Closed
Bug 281222
Opened 20 years ago
Closed 17 years ago
The file copy under unix can fail and produce zero sized file in some circumstances
Categories
(Core :: XPCOM, defect)
Tracking
()
RESOLVED
FIXED
People
(Reporter: wbonnet, Unassigned)
Details
(Whiteboard: thunderbird only)
Attachments
(4 obsolete files)
User-Agent: Mozilla/5.0 (X11; U; Linux i686; fr-FR; rv:1.7.5) Gecko/20041108 Firefox/1.0
Build Identifier: Mozilla/5.0 (X11; U; Linux i686; fr-FR; rv:1.7.5) Gecko/20041108 Firefox/1.0
Function CrudeFileCopy in nsFileSpecUnix.cpp show some bugs. In some cases it
can fail and generate a zero sized file.
Analysis will be provided with patch proposal coming with this bug report
Reproducible: Always
Actual Results:
Output file is zero sized
Expected Results:
File should have some data
Reporter | ||
Comment 1•20 years ago
|
||
The CrudeFileCopy was buggy in some case the copied data can be lost and a zero
sized file is produced
Here is the actual code, comments are added inline
430 stat_result = stat (in, &in_stat);
returned value should be tested, no need to continue and try to read the file
if we cannot stat it
432 ifp = fopen (in, "r");
433 if (!ifp)
434 {
435 return -1;
436 }
437
438 ofp = fopen (out, "w");
439 if (!ofp)
440 {
441 fclose (ifp);
442 return -1;
443 }
444
The following loop is buggy
445 while ((rbytes = fread (buf, 1, sizeof(buf), ifp)) > 0)

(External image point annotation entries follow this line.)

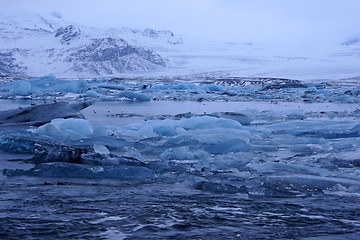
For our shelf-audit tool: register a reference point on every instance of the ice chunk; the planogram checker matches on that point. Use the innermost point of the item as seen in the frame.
(100, 148)
(71, 129)
(310, 181)
(47, 85)
(83, 171)
(134, 96)
(183, 153)
(92, 94)
(40, 114)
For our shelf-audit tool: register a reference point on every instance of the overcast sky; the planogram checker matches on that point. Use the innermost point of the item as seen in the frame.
(230, 20)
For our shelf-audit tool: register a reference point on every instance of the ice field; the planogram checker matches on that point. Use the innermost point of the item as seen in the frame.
(180, 158)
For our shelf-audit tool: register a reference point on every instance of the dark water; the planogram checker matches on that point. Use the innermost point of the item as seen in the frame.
(48, 208)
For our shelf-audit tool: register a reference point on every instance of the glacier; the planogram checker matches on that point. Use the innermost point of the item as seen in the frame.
(242, 150)
(252, 151)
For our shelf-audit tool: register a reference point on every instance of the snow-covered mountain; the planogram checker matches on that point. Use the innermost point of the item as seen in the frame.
(31, 45)
(34, 45)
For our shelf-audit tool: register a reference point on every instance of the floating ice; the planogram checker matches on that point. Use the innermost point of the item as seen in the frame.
(134, 96)
(71, 129)
(40, 114)
(48, 85)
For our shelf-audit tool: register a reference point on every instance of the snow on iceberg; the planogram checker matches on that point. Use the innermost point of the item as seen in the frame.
(47, 85)
(40, 114)
(71, 129)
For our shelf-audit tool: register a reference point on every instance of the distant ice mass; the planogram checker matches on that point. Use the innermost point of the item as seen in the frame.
(57, 14)
(38, 45)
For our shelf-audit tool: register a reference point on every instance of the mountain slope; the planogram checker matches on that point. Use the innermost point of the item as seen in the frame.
(34, 46)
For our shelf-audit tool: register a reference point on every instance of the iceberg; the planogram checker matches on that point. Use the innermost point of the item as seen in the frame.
(71, 129)
(44, 86)
(40, 114)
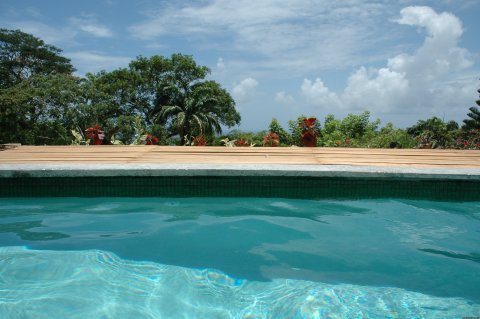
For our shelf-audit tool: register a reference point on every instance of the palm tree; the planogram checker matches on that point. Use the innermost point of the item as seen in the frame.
(474, 117)
(197, 109)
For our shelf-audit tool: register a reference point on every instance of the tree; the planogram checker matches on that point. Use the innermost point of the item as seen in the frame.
(35, 111)
(22, 56)
(283, 136)
(474, 118)
(36, 90)
(433, 133)
(187, 104)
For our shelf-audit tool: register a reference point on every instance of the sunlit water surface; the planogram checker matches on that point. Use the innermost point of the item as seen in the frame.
(238, 258)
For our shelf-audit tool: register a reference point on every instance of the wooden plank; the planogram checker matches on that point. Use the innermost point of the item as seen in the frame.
(241, 155)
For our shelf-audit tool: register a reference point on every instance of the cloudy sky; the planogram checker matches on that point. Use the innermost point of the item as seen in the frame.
(401, 60)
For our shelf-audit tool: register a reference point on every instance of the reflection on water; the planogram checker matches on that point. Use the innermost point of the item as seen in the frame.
(22, 230)
(98, 284)
(421, 246)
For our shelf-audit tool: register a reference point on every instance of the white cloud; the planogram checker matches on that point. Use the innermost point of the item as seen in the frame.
(50, 35)
(245, 89)
(290, 36)
(94, 61)
(220, 65)
(284, 98)
(424, 83)
(318, 94)
(88, 24)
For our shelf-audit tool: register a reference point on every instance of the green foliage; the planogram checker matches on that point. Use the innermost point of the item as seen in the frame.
(175, 94)
(296, 130)
(35, 111)
(283, 135)
(22, 56)
(434, 133)
(473, 122)
(353, 131)
(391, 137)
(237, 135)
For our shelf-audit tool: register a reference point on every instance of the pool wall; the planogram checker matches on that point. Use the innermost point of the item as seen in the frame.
(192, 180)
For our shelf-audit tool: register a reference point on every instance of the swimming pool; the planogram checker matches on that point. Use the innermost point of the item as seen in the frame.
(231, 257)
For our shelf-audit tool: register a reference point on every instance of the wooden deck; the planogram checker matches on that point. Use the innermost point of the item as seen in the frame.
(240, 155)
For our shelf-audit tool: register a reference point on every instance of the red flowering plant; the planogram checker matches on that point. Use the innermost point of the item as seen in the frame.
(308, 136)
(241, 143)
(271, 139)
(199, 141)
(96, 134)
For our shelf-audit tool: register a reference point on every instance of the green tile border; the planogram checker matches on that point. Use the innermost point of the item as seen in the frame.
(306, 187)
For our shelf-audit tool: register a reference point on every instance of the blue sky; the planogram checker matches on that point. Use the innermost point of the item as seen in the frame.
(401, 60)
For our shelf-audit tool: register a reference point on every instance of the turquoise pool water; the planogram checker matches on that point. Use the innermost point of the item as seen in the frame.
(238, 258)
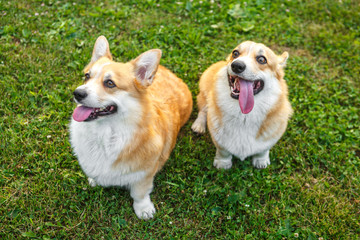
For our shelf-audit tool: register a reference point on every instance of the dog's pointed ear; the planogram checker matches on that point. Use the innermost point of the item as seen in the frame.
(146, 65)
(283, 58)
(101, 49)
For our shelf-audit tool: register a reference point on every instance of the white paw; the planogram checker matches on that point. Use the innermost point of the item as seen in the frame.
(261, 162)
(144, 210)
(92, 182)
(224, 164)
(199, 126)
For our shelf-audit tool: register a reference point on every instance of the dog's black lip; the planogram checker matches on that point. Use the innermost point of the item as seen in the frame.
(231, 84)
(95, 115)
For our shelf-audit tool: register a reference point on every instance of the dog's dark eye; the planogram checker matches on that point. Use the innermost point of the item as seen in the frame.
(87, 76)
(261, 59)
(109, 83)
(236, 53)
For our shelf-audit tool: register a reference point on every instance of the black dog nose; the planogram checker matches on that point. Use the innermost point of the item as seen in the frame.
(238, 66)
(80, 94)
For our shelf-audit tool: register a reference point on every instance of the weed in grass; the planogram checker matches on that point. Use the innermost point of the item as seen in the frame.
(311, 190)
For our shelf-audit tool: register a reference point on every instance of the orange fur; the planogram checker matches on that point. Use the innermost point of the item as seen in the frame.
(141, 107)
(251, 133)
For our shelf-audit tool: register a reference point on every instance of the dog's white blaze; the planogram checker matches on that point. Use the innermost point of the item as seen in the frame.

fread returns zero for FEOF and errors. In this code feof is not tested, thus
all errors are treated as eof and loop is skipped without error handling. Next
instruction after loop is fclose, thus a zero sized file is created in case of
error
read can fail on NFS mount, and it will fail from time to time...
446 {
447 while (rbytes > 0)
this while loop is useless since fwrite will buffer the data and write all the
1024 bytes without loop.
448 {
449 if ( (wbytes = fwrite (buf, 1, rbytes, ofp)) < 0 )

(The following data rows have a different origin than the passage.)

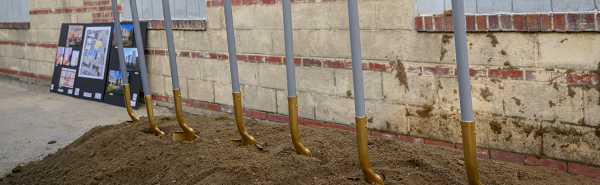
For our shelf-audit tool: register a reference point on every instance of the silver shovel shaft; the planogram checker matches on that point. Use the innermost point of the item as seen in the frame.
(235, 80)
(119, 42)
(170, 44)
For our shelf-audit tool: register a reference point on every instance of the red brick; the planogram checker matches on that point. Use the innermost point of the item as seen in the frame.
(481, 152)
(198, 104)
(584, 170)
(506, 74)
(580, 78)
(589, 24)
(258, 114)
(254, 58)
(470, 21)
(273, 60)
(211, 106)
(410, 139)
(381, 134)
(313, 123)
(545, 76)
(481, 23)
(419, 23)
(276, 118)
(545, 22)
(493, 22)
(439, 143)
(573, 22)
(428, 23)
(448, 24)
(508, 157)
(519, 22)
(532, 23)
(335, 126)
(227, 109)
(438, 23)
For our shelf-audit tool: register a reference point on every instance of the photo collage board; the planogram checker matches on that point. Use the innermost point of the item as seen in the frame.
(87, 63)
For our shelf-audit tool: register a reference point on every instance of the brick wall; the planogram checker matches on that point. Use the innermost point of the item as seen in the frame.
(535, 94)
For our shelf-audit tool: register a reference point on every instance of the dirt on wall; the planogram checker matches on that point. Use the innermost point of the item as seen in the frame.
(128, 153)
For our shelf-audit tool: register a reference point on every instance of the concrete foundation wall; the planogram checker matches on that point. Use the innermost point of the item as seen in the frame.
(533, 93)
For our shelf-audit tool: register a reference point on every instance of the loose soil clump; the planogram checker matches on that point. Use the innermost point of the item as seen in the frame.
(128, 153)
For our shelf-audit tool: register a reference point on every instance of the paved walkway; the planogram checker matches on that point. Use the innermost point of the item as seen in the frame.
(31, 116)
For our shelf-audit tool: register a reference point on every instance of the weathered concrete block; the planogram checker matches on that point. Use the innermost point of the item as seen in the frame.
(334, 109)
(218, 40)
(182, 85)
(243, 17)
(197, 40)
(215, 18)
(486, 95)
(302, 42)
(269, 17)
(187, 67)
(255, 41)
(259, 98)
(429, 122)
(156, 39)
(571, 142)
(215, 70)
(396, 14)
(273, 76)
(157, 64)
(412, 90)
(249, 73)
(325, 43)
(201, 90)
(543, 101)
(591, 106)
(572, 51)
(157, 84)
(316, 80)
(382, 45)
(367, 18)
(223, 93)
(46, 68)
(387, 116)
(372, 84)
(306, 16)
(306, 104)
(498, 49)
(510, 134)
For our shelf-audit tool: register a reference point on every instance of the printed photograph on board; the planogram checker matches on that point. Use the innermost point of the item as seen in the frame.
(67, 78)
(74, 36)
(126, 34)
(115, 82)
(95, 52)
(67, 57)
(131, 59)
(74, 58)
(59, 55)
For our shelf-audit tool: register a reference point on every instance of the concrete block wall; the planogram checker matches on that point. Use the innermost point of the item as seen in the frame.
(535, 94)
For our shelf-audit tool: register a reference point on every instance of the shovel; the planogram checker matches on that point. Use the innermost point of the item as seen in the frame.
(122, 66)
(464, 87)
(291, 79)
(142, 57)
(188, 133)
(235, 83)
(359, 95)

buf has to be replaced by an index pointer if we loop on remaining rbytes ! or
the first data are always written, index is not moving
450 {
451 fclose (ofp);
452 fclose (ifp);
453 unlink(out);
454 return -1;
455 }
456 rbytes -= wbytes;
buf pointer should be incremented
457 }
458 }
459 fclose (ofp);
fclose can fail, data are actually written after a fsync call was successful
this code works in 99.9% of the time. But if the path is a NFS mount then it
will fail from time to time and buffer won't be flushed
460 fclose (ifp);
461
462 if (stat_result == 0)
463 chmod (out, in_stat.st_mode & 0777);
This algorithm was buggy and it can explain why from time to time we have zero
sized filespec (.msf) in mailbox stored on /home mount by NFS. But maybe it is
not the only reason why...
Reporter | ||
Updated•20 years ago
|
Attachment #173498 -
Flags: review?(mscott)
Summary: The file copy under unix can fail and produce zero sized file in some circomstances → The file copy under unix can fail and produce zero sized file in some circumstances
Comment 2•20 years ago
|
||
Comment on attachment 173498 [details] [diff] [review]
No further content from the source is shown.